The good news conclusion? Insurance coverage remains high in Massachusetts, with approximately 96.2% – 97% of all residents covered. Less than four percent of residents are uninsured. Essentially, the 2012 coverage level was unchanged from the 2011 figure of 96.9%.
Because the state did not conduct its own survey like usual, the estimate is based on an analysis of several national surveys that include break-outs for Massachusetts. We were disappointed that CHIA decided to forgo its survey for 2012, and pleased that they will resume their survey for 2013.
Along with the survey, we urge CHIA to resume releasing a report similar to the “Key Indicators” that its predecessor agency used to produce regularly.

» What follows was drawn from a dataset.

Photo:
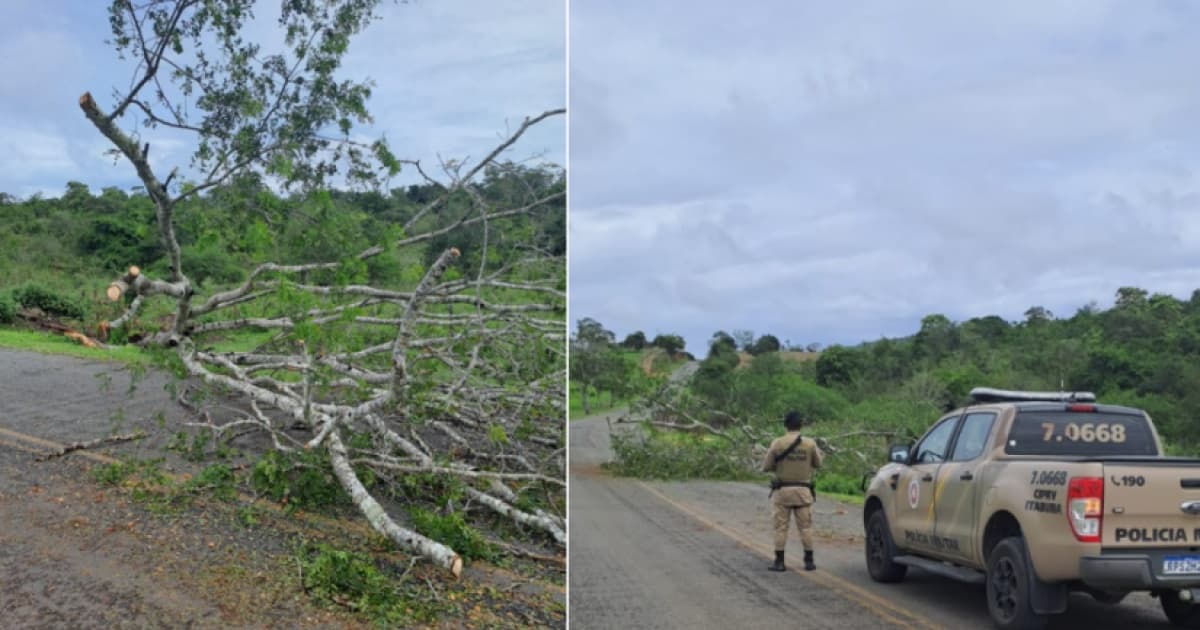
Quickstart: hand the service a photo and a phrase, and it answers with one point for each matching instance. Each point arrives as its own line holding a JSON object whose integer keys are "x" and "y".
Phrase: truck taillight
{"x": 1085, "y": 507}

That report included a hard count of the number of insured residents, by source of insurance, that was a more accurate aggregate coverage total than survey estimates.
This week’s report also mentions other research CHIA is currently funding. Their employer survey is returning, and they have commissioned three research studies on uninsurance and underinsurance in Massachusetts. One, with HCFA participation is looking at potential barriers to access for Hispanics who are uninsured and newly insured. The others will explore utilization and outcomes for members in high deductible health plans and consumer perceptions of affordability.
We were also puzzled by the fact that CHIA decided to silently slip-stream this report, with no public announcement to its email list, twitter followers or the press. This led a long-time opponent of health reform to accuse “Massachusetts’ Liberals Bury Bad News about Rising Uninsured Rate on Thanksgiving Weekend.” But unless one is rooting for more people without coverage, the report itself is all good news, from our point of view.